Mittwoch, 18. September 2013 - 07:10

http://www.concada.de/app/seminar/detail/1882/V4455_Ausbildung_zum_Auditor_fuer_Betriebliches_Gesundheitsmanagement_-_Spezielle_AMS_Kenntnisse_nach_DIN_SPEC_91020

[...] Seminarbeschreibung
Basierend auf der neuen DIN SPEC 91020 „Betriebliches Gesundheits-management“ werden im Rahmen dieses Lehrgangs die angehenden BGM Auditoren hinsichtlich der speziellen Arbeitsschutzmanagementsystem- (AMS-) Kenntnisse geschult. Dabei werden neben der Vorstellung der relevanten rechtlichen Forderungen die wesentlichen Prozesse im Arbeits- und Gesundheitsschutz sowie relevante Analyseinstrumente und Kennzahlensysteme erläutert und besprochen. Ein weiterer Schwerpunkt des Seminars liegt auf der Unternehmensführung und Prozesslenkung unter Arbeits- und Gesundheitsschutzbezug. [...]
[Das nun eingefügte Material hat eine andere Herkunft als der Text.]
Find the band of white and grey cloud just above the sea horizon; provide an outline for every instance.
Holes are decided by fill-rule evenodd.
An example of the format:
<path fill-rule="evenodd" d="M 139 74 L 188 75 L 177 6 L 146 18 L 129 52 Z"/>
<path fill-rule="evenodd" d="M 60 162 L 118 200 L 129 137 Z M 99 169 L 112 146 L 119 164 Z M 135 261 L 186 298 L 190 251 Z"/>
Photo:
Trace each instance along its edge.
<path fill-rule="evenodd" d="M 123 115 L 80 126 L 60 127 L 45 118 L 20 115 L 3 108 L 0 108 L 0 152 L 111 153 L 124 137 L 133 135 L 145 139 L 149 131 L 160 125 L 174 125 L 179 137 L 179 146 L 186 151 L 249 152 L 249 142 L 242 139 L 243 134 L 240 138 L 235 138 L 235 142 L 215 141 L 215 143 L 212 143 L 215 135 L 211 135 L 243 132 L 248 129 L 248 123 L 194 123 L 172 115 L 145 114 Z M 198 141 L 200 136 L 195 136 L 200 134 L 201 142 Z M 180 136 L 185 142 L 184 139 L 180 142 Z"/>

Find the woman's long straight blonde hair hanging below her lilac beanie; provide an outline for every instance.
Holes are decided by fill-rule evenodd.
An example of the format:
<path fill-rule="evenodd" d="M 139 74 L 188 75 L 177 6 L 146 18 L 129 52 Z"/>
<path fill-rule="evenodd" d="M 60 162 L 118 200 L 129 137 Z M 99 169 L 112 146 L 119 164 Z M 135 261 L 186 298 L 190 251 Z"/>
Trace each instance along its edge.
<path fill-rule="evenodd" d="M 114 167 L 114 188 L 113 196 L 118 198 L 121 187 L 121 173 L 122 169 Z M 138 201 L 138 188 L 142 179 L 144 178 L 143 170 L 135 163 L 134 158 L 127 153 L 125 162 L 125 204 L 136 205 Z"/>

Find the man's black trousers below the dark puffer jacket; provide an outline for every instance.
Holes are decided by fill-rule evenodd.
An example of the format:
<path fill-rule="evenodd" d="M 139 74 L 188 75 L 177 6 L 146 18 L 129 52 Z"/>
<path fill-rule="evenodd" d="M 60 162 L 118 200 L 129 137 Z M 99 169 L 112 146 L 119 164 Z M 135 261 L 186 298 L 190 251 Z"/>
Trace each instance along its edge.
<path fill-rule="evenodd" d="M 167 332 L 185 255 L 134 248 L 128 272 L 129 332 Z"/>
Mit dieser Ankündigung des Concada-Seminars “Ausbildung zum Auditor für Betriebliches Gesundheitsmanagement – Spezielle AMS Kenntnisse nach DIN SPEC 91020″ (4.12.2013 – 6.12.2013, Bonn) zeigt der Seminaranbieter entweder Inkompetenz oder es handelt sich hier um die dreisteste Werbung für die DIN SPEC 91020, die mir bisher untergekommen ist: Die DIN SPEC 92010 ist kein Standard für den Arbeits- und Gesundheitsschutz. Bei der DIN SPEC 91020 geht es um Betriebliches Gesundheitsmanagement (BGM), nicht um AMS!
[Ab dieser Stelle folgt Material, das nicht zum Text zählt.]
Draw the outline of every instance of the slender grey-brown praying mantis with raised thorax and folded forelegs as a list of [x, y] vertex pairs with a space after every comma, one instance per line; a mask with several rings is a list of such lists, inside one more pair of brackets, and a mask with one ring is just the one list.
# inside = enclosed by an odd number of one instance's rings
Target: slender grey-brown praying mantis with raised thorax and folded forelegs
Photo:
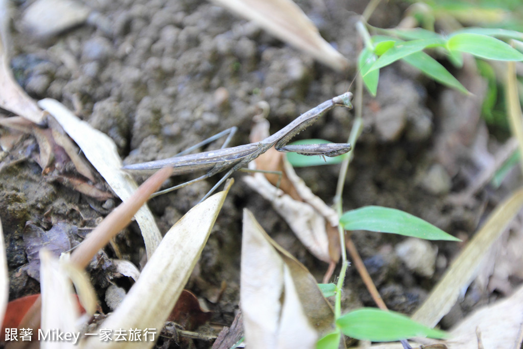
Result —
[[[237, 147], [224, 148], [229, 143], [236, 128], [231, 128], [220, 132], [210, 139], [200, 142], [189, 149], [170, 157], [169, 159], [156, 160], [138, 164], [131, 164], [123, 166], [123, 170], [132, 173], [144, 174], [147, 172], [154, 172], [166, 166], [173, 166], [173, 175], [180, 175], [192, 173], [195, 171], [207, 171], [206, 174], [192, 179], [191, 181], [181, 183], [177, 186], [161, 190], [154, 193], [152, 197], [172, 192], [173, 190], [183, 188], [190, 184], [202, 181], [217, 173], [228, 170], [225, 175], [215, 184], [209, 193], [207, 193], [201, 201], [207, 199], [218, 188], [225, 179], [229, 178], [234, 171], [246, 166], [249, 162], [256, 159], [261, 154], [265, 153], [273, 145], [276, 150], [280, 152], [296, 152], [302, 155], [322, 155], [322, 156], [338, 156], [345, 154], [351, 150], [349, 143], [327, 143], [327, 144], [288, 144], [289, 141], [304, 129], [311, 126], [317, 119], [322, 117], [325, 112], [331, 110], [336, 106], [352, 108], [350, 100], [352, 94], [346, 92], [342, 95], [326, 100], [322, 104], [304, 112], [299, 117], [295, 118], [289, 125], [283, 127], [278, 132], [271, 136], [255, 143], [238, 145]], [[229, 133], [229, 137], [224, 142], [224, 147], [218, 150], [211, 150], [196, 154], [187, 154], [189, 151], [200, 147], [214, 139], [224, 136]], [[200, 201], [200, 202], [201, 202]]]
Comcada ist ein Unternehmen der B·A·D Gruppe, die beim DIN die DIN SPEC 91020 federführend in das PAS-Verfahren des DIN einbrachte. Dabei stellte das DIN klar, dass eine Anfrage zur Erarbeitung einer DIN SPEC nach dem PAS-Verfahren, die Aspekte des Arbeits-, Gesundheits-, Umwelt- und Brandschutzes enthält, vom DIN grundsätzlich abgelehnt wird. Trotzdem versucht B·A·D über seine Tochtergesellschaft, den Standard nun doch als Arbeitsschutzstandard zu verkaufen. Spielt das DIN da mit?
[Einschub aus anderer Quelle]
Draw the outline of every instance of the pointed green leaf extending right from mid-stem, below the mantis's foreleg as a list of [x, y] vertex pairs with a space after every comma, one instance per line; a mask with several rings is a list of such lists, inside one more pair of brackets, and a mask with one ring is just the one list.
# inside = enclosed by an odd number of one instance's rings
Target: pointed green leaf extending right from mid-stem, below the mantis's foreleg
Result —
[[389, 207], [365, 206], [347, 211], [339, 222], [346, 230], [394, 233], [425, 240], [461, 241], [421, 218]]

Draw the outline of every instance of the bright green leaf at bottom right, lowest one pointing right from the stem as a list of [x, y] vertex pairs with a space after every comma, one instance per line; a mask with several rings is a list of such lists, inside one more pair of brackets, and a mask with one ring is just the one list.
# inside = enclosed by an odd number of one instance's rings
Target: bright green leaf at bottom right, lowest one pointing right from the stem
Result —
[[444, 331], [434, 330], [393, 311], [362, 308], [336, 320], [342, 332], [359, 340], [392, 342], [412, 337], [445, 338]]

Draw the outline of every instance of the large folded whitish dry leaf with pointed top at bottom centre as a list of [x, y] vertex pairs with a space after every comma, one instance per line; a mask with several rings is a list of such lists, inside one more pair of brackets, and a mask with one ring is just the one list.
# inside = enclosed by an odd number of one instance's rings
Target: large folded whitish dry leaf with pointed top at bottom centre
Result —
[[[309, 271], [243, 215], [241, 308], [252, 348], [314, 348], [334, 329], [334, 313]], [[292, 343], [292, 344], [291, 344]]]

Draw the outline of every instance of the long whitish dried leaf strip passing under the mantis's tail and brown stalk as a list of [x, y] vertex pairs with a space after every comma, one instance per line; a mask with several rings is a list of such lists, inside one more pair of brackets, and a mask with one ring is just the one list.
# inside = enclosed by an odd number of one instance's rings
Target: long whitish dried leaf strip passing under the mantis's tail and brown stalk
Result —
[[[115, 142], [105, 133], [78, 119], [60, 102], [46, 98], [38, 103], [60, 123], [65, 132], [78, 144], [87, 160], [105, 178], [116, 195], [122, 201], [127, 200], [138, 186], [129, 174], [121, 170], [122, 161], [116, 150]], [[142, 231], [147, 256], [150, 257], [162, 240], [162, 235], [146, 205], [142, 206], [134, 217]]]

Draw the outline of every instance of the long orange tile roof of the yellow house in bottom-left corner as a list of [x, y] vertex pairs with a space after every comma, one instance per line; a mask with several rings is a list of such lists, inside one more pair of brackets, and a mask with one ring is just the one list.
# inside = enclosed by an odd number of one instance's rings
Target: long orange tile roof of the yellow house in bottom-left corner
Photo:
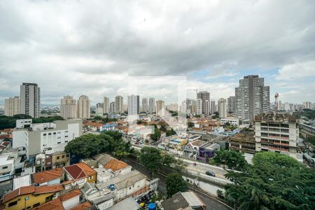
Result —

Wenn Sie ein Seminar für Arbeitsschutzmanagementsysteme (AMS) suchen, dann sollten sie Ihr Geld und Ihre Zeit nicht mit der Teilnahme an fragwürdigen Veranstaltungen verschwenden, in denen der Gültigkeitsbereich der DIN SPEC 91020 in einen falschen Zusammenhang gestellt wird. Hinsichtlich spezieller AMS-Kenntnisse ist es besser, BGM-Auditoren z.B. basierend auf OHSAS 18001, OHRIS oder ILO-OSH zu schulen.

Psychische Belastung und Stress

Freitag, 13. September 2013 - 07:05

http://www.bdp-verband.de/bdp/archiv/gesunde-arbeit/BDP-Broschuere-05-Stress.pdf

[...] Das Ziel ist nicht, jegliche psychische Belastung abzuschaffen,
sondern dauerhafte Überforderung zu vermeiden! [...]

So ist es. Oder anders: Das Ziel ist, Fehlbelastungen zu mindern. Manchmal reicht es sogar, bisher nicht wahrgenommene Belastungen zur offiziellen Aufgabe zu machen. Stichwort: Anerkennung.

[...] Die Themen psychische Belastung und Stress sind im Rahmen des betrieblichen Gesundheitsmanagements (BGM) zu behandeln. [...]

So ist es nicht so ganz. Auch Psychologen verstehen die Aufgaben des BGM einerseits sowie des den Arbeits- und Gesundheitsschutzes andererseits gelegentlich noch nicht so gut. Zur Klärung:

  • Die Themen psychische Belastung und Stress können im Rahmen des freiwilligen betrieblichen Gesundheitsmanagements (BGM) behandelt werden.
  • Der vorgeschriebene Arbeits- und Gesundheitsschutz kann in das freiwillige BGM eingebettet werden.
  • Die Themen psychische Belastung und Stress müssen in den von den Arbeitnehmern mitbestimmten Arbeits- und Gesundheitsschutz einbezogen werden.